CARFAGNA, LA MANO DESTRA CHE LAVORA CON LA SINISTRA
LA COLLABORAZIONE CON IL PENSATOIO DEM E LA STIMA RECIPROCA CON PROVENZANO
Incontra a tamburo battente i governatori delle regioni meridionali, l’Anci, e i sindacalisti del Sud per avere il polso della situazione. Promuove gli Stati Generali del Mezzogiorno con una poderosa sessione finale: i suoi predecessori (di rito postcomunista) Fabrizio Barca, Claudio De Vincenti e Peppe Provenzano, l’economista Lucrezia Reichlin, il ministro dell’Economia Daniele Franco.
Nomina nello staff Piercamillo Falasca, ex montiano che proviene da +Europa. Incassa le lodi del Pd per la continuità di linea con l’operato di Provenzano.
Mara Carfagna, neo-ministro per il Sud e la Coesione Territoriale, si muove come ha sempre fatto: studia, e prima di agire parla poco. Ma, in questa fase, soprattutto con il centrosinistra. Lasciando di stucco più d’uno dentro Forza Italia: “La nostra idea di Sud è diversa”.
La ministra spariglia spesso. Come quando ha fondato una corrente “moderata, europeista, liberale” dentro Forza Italia, avvicinandosi all’ex fedelissimo berlusconiano diventato eretico Giovanni Toti. Come, secondo i rumors, quando è approdata al governo: estratta dal cilindro non del Cavaliere bensì di Mario Draghi. E come adesso.
Domani con Renato Brunetta — altro “governista” ante litteram nelle file forziste — presenteranno la procedura per l’assunzione nella P.A. di 2800 giovani per sfruttare meglio i fondi strutturali, sulla base della ”norma Provenzano”, così detta perchè frutto di una battaglia dell’ex ministro.

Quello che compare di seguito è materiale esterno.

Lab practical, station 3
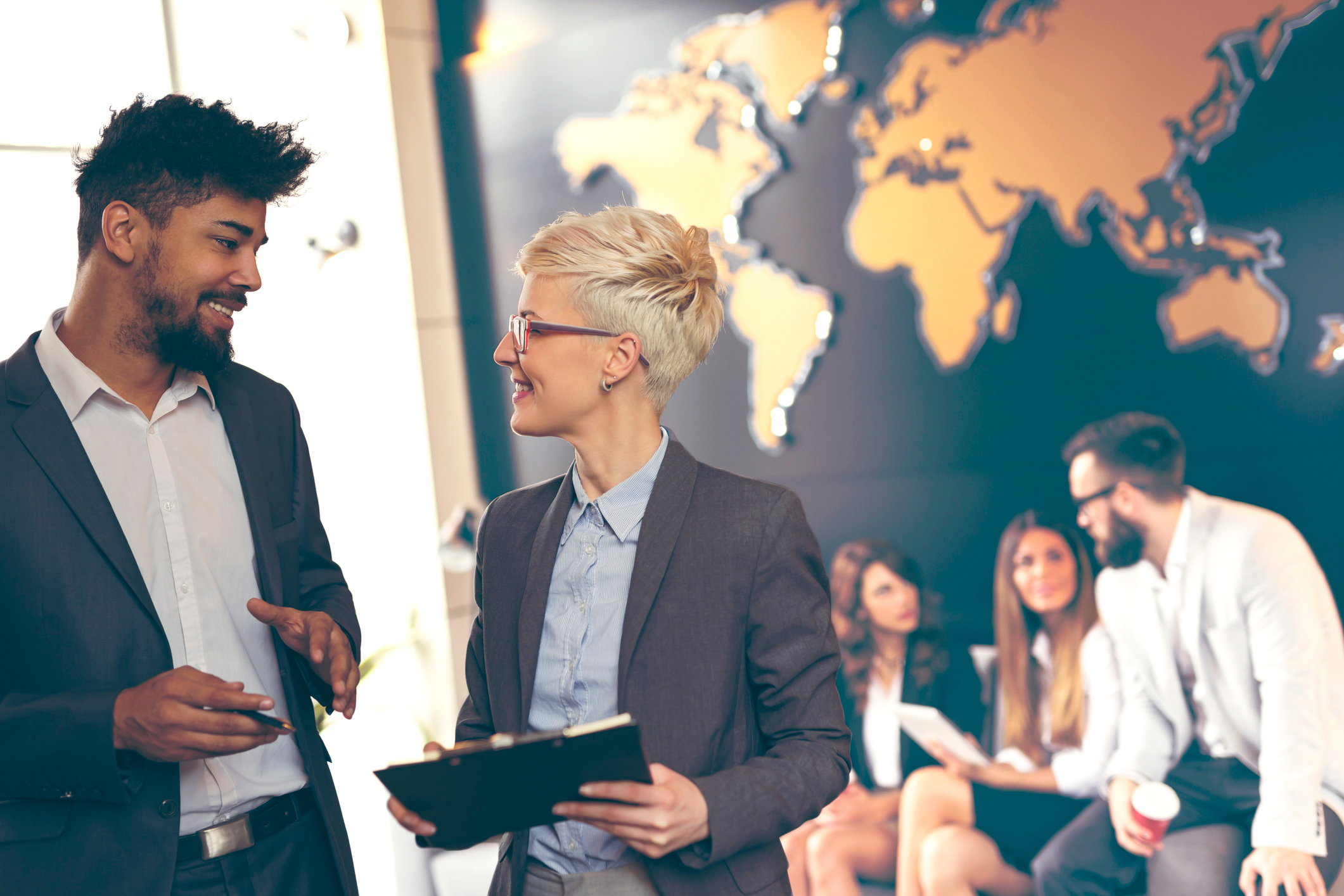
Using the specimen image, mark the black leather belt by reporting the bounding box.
[177,787,317,862]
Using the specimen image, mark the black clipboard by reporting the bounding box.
[374,714,653,849]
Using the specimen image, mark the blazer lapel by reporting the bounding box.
[615,438,696,712]
[5,338,163,631]
[513,464,574,731]
[1179,489,1217,729]
[210,372,285,606]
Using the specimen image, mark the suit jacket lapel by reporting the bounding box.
[5,337,163,631]
[615,438,696,712]
[1134,591,1189,736]
[1179,489,1215,731]
[512,466,574,731]
[210,371,285,606]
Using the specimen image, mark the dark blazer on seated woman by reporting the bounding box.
[457,439,849,896]
[836,642,985,790]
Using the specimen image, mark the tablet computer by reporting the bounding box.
[374,714,653,849]
[895,703,993,769]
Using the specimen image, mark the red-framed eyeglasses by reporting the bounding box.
[508,314,649,367]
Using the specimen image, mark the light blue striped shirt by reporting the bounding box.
[527,430,668,874]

Da lei ringraziato in diverse interviste: “No a inutili orgogli di partito, non ho problemi a dire che ha fatto un gran lavoro”. E di cui, al termine di un intenso passaggio di consegne, ha mantenuto il vice-capo di gabinetto, Francesco Panetti, studi a Harvard ma anche alla Scuola Superiore Sant’Anna di Pisa.
Con il lavoro impostato da Provenzano, ci sono forti punti di contatto: l’importanza degli ecosistemi dell’innovazione, sulla base del modello napoletano di San Giovanni a Teduccio, l’impegno in Europa per la fiscalità decennale di vantaggio, decontribuzione e south-working. Ma anche novità di rilievo: la riforma delle Zes (Zone Economicamente Speciali) per renderle volano di sviluppo e la nuova impostazione del Recovery, che prevede un “capitolo Sud” per ogni spesa per investimento.
Forza Italia e i rovelli sul futuro
Carfagna non perde facilmente l’aplomb. Liquida i malumori per la sua nomina: “Prima parte di Fi era sensibile alle istanze sovraniste, ora grazie a Berlusconi si è ricollocata nella sua area naturale: liberale, moderata, europeista”. Cioè, quella della sua corrente. La lega avvisa che nel Recovery c’è troppa attenzione per il Sud? “La sua svolta europeista rafforza l’intero centrodestra”. E anche con FdI ci si ritroverà , ci mancherebbe.
Meglio, intanto, concentrarsi sul Sud. Basta con la cultura nord-centrica, con il divario territoriale. Il Recovery Plan sia l’occasione per colmare il gap su diritti, lavoro e sviluppo. E’ il messaggio della due-giorni di “ascolto e confronto”.
Imprese, università , fondazioni, Bankitalia, Istat, Svimez, Ragioneria dello Stato, Agenzia per la Coesione territoriale, governatori e sindaci. Ma anche un parterre di economisti e politici di sinistra, a partire da Barca.
Che è praticamente un’icona: stimato anche a destra, ma considerato il capo-scuola dell’impostazione più istituzionale — leggi statalista — delle politiche di coesione sociale. Laddove Forza Italia ha seguito la scuola più “riformista-liberale” – voucher e tirocini, investimenti sulle imprese e meno nel sistema pubblico — che si riconosce nella dottrina di Giulio Tremonti.
Una linea portata avanti nel tempo (salvi clientelismi) dai governatori sudisti del centrodestra, da Fitto in Puglia a Caldoro in Campania a Musumeci in Sicilia, e rilanciata da Antonio Tajani in ambito europeo. Una distanza ragguardevole.
Insomma: dubbi, interrogativi, malumori. Alimentati dall’ambiguità di Berlusconi sul futuro del suo partito e dalle ambizioni di Renzi sul centro macroniano.
Chissà : tra il dire e il fare c’è di mezzo Draghi. E la legge elettorale.